May defended Saudi’s use of British weapons after a parliamentary committee said it was likely that the weapons were used in violation of international law.
The opposition leader Jeremy Corbyn called on the PM to halt the arms sales because of the “humanitarian devastation” caused by the Saudi led war in Yemen.
However, May insisted that the UK’s close ties with the kingdom was more important as they help “keep people on the streets of Britain safe”.
The Independent reports:
The Labour leader spoke out after the Parliamentary committee charged with scrutinising arms exports said it was likely that British weapons had been used to violate international law. The Saudis stand accused of bombing multiple international hospitals run by the charity Médecins Sans Frontières, as well as schools, wedding parties and food factories.
In the Commons, Mr Corbyn linked weapons sales to the ongoing refugee crisis, which he said should be Britain’s “number one concern and our number one humanitarian response”.
He added: “That is why I remain concerned that at the heart of this Government’s security strategy is apparently increased arms exports to the very part of the world that most immediately threatens our security.
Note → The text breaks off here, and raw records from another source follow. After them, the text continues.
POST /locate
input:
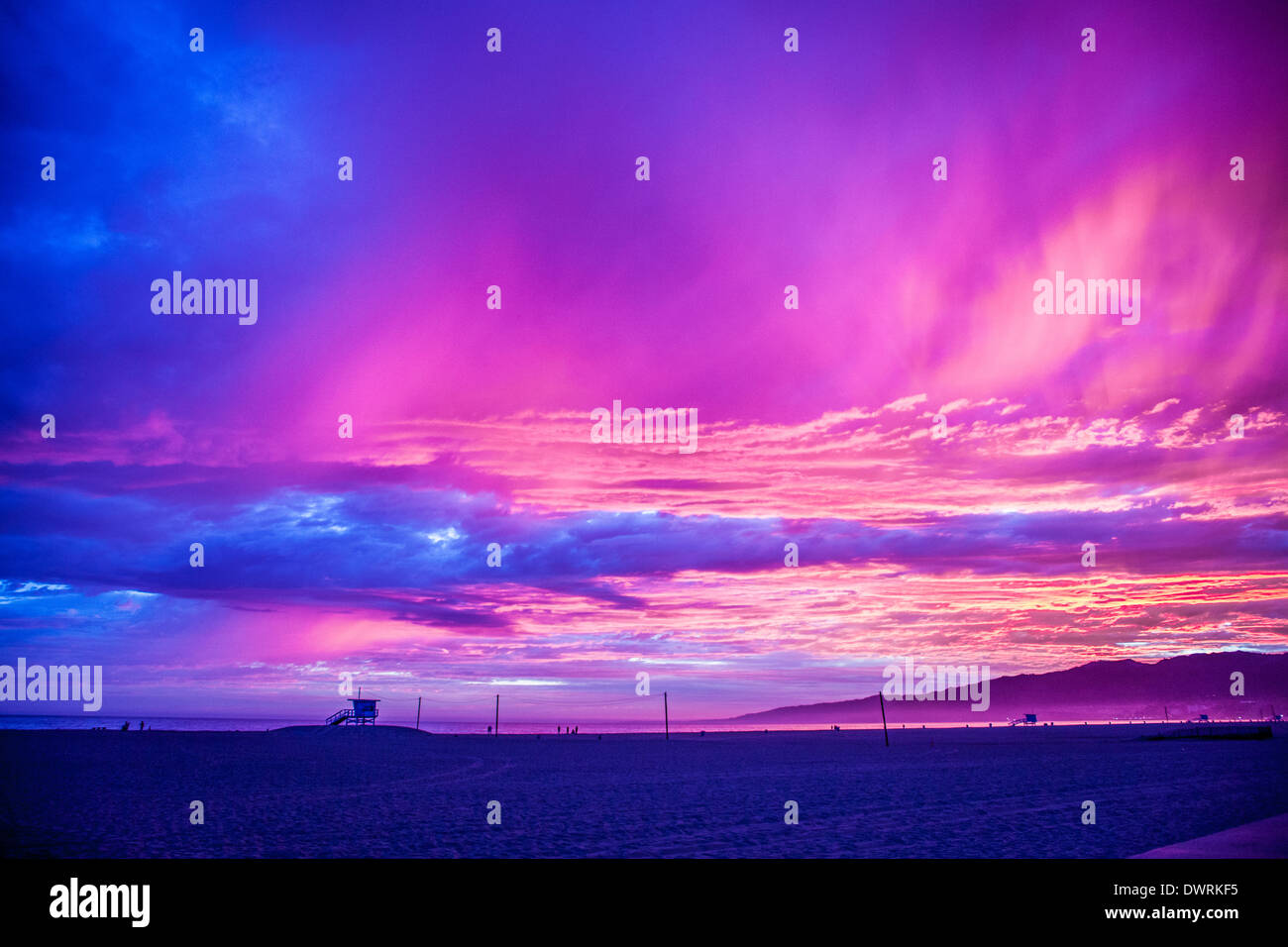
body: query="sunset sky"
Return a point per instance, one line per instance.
(472, 425)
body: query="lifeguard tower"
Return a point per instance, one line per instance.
(364, 711)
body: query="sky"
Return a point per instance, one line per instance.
(369, 556)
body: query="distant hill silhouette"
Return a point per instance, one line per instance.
(1100, 690)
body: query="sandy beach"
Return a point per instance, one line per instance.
(390, 791)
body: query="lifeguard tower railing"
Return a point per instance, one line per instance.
(364, 711)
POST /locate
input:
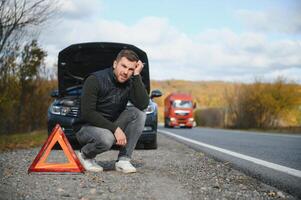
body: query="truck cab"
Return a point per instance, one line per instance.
(178, 110)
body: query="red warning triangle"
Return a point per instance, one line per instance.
(40, 165)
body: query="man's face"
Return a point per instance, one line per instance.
(124, 69)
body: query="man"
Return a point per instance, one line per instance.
(105, 119)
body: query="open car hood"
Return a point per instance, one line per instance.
(77, 61)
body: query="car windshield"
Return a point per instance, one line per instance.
(74, 91)
(182, 104)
The British Government continue to sell arms to Saudi Arabia that are being used to commit crimes against humanity in Yemen, as has been clearly detailed by the UN and other independent agencies.”
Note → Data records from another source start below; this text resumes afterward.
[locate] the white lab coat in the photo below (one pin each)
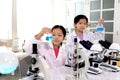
(86, 36)
(46, 50)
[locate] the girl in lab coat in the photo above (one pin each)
(52, 51)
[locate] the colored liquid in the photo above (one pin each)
(7, 69)
(49, 37)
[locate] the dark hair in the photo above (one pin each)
(78, 17)
(60, 27)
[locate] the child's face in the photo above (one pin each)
(81, 25)
(58, 36)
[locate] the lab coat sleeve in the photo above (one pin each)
(69, 43)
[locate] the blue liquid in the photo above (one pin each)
(7, 69)
(49, 38)
(100, 28)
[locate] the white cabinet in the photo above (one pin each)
(110, 11)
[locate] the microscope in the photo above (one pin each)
(111, 53)
(39, 69)
(95, 56)
(79, 62)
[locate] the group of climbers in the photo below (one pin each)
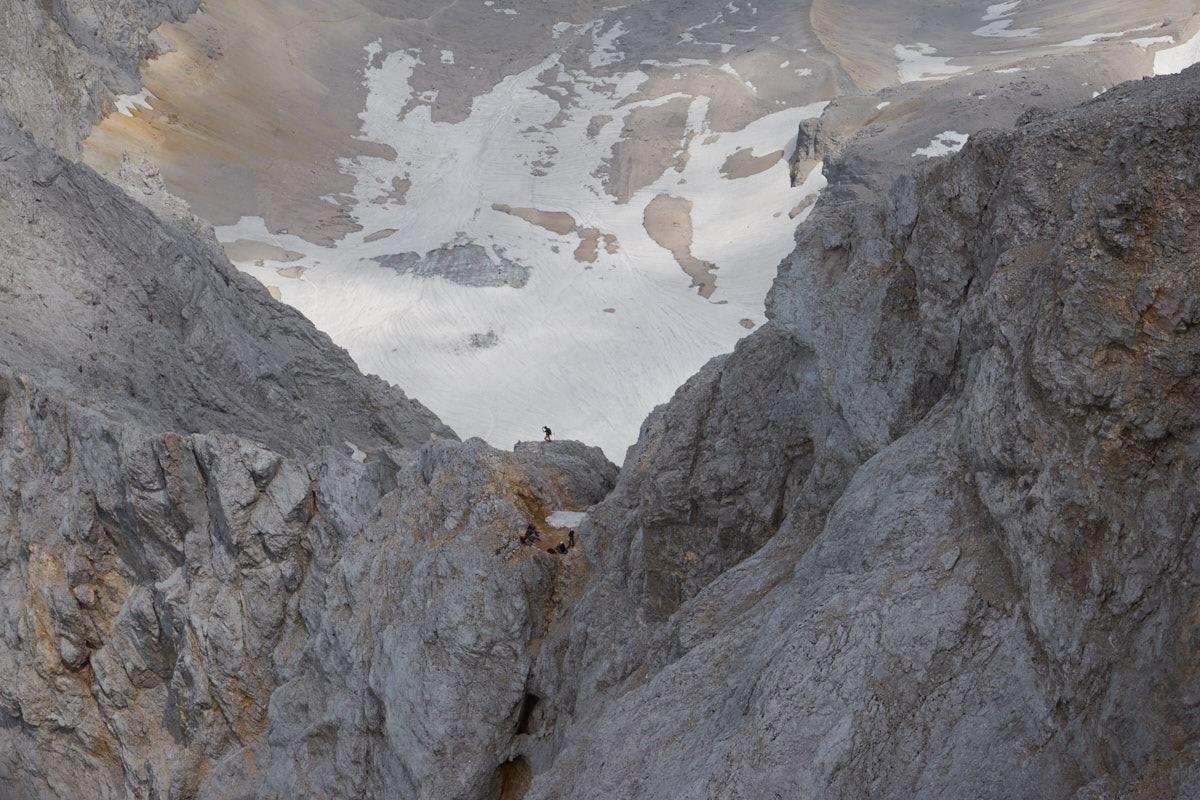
(532, 535)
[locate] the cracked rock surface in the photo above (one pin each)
(930, 533)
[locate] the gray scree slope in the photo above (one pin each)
(930, 533)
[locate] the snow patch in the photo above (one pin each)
(1092, 38)
(918, 62)
(126, 103)
(1176, 59)
(556, 352)
(567, 518)
(943, 144)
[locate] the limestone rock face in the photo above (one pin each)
(999, 601)
(929, 533)
(126, 313)
(64, 61)
(201, 617)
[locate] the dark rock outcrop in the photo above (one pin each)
(996, 596)
(929, 533)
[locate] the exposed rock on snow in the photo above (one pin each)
(466, 264)
(931, 531)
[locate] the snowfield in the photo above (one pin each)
(609, 323)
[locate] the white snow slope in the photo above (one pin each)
(587, 348)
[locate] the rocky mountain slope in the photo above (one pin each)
(976, 440)
(929, 533)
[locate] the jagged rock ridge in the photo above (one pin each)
(930, 533)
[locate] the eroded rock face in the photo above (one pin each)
(64, 61)
(201, 617)
(1000, 601)
(123, 312)
(930, 533)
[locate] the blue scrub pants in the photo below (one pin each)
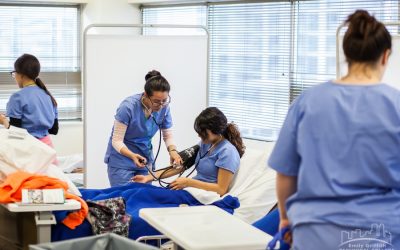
(120, 176)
But, in response, Ms May pointed out she had called on Saudi Arabia to investigate the allegations about Yemen when she met with the kingdom’s deputy crown prince at the recent G20 summit in China.
The Prime Minister dismissed Mr Corbyn’s suggestion that “what happened in Saudi Arabia was a threat to the safety of people here in the UK”.
Instead, she said: “Actually, what matters is the strength of our relationship with Saudi Arabia. When it comes to counter-terrorism and dealing with terrorism, it is that relationship that has helped to keep people on the streets of Britain safe.”
In a leaked draft report, the Committee on Arms Exports Control echoed both the European Parliament and the Commons International Development Select Committee in calling for arms sales to the autocracy to end.
“The weight of evidence of violations of international humanitarian law by the Saudi-led coalition is now so great, that it is very difficult to continue to support Saudi Arabia,” it said, the BBC’s Newsnight programme reported.
The Government has argued it has not seen evidence of Saudi war crimes which Foreign Secretary Boris Johnson said last week meant a “key test” for halting sales had not been met.
It signed off £3.3bn of arms exports to Saudi Arabia in the first year of the country’s bombardment of Yemen, which includes £2.2bn-worth of so-called ML10 licences – equipment including drones, helicopters, and other aircraft. A further £1.1bn-worth of ML4 licences were also issued – relating to bombs, missiles, grenades, and countermeasures. The UK additionally signed off £430,000 of licences for armoured vehicles and tanks.
But before MPs broke for the summer recess in July, ministers quietly rowed back on claims they were confident Saudi Arabia had not committed war crimes. They issued corrections on previous statements, stating simply that they had not actively seen evidence of any such alleged crimes.